TikTok dan ancaman blokir di AS
Logo TikTok (kiri) dan Presiden Amerika Serikat Donald Trump (kanan) saat tiba di Pengadilan Pidana Manhattan pada 30 Mei 2024.
Keberadaan TikTok di AS saat ini sedang dalam posisi tidak aman. AS lewat pemerintahan Joe Biden, meresmikan undang-undang (UU) divestasi TikTok yang berlaku pada 19 Januari lalu.
Dalam UU ini, TikTok akan diblokir di AS apabila tak tidak dijual (divestasi) ke perusahaan atau entitas AS. Jika tidak, maka platform ini akan diblokir di AS.
Namun, pada hari pertama menjabat sebagai Presiden AS 20 Januari lalu, Donald Trump "menyelamatkan" TikTok dengan menandatangani EO untuk memberi waktu hingga 75 hari ke depan hingga 20 April 2025 mendatang.
Dalam durasi waktu ini, Trump dan timnya di Gedung Putih akan melakukan berbagai hal, termasuk negosiasi hingga mencari pembeli potensial TikTok supaya platform tersebut bisa tetap beroperasi di AS.
Pada saat yang sama, Trump juga menelusuri opsi untuk pembelian 50 persen saham TikTok oleh entitas atau pihak AS sehingga setengah kepemilikan TikTok akan didapatkan oleh AS, setengahnya lagi dimiliki oleh ByteDance dan pihak lainnya.

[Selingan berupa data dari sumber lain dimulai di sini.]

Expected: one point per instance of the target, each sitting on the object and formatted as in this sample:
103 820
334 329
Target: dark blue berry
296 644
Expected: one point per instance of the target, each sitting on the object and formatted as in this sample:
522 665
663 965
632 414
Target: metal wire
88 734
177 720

Update terbaru soal kabar ini adalah Trump berencana membuat instrukti Presiden (Executive Order/EO) terbaru yang berisi perintah untuk membuat Dana Kekayaan Negara alias Sovereign Wealth Fund (SWF).
Dana ini nantinya akan bisa digunakan untuk berbagai keperluan negara. Trump mengisyaratkan, dana ini juga dapat digunakan untuk membeli media sosial populer bikinan ByteDance, TikTok.
"Kami mungkin akan atau tidak akan melakukan sesuatu dengan TikTok. Jika kami bisa bernegosiasi dengan baik, maka kami akan melakukan sesuatu. Jika tidak, maka kami mungkin akan 'membelinya' dengan dana SWF," kata Trump, dikutip dari Reuters.
SWF sendiri merupakan tabungan atau investasi yang dibuat suatu negara yang bisa dipakai untuk mendanai proyek hingga pembangunan infrastuktur.
Dana dari tabungan ini berasal dari berbagai sumber, mulai dari biaya anggaran yang berlebih (surplus), pendapatan pajak, hingga keuntungan negara yang didapat dari sumber daya alam macam minyak hingga tanah.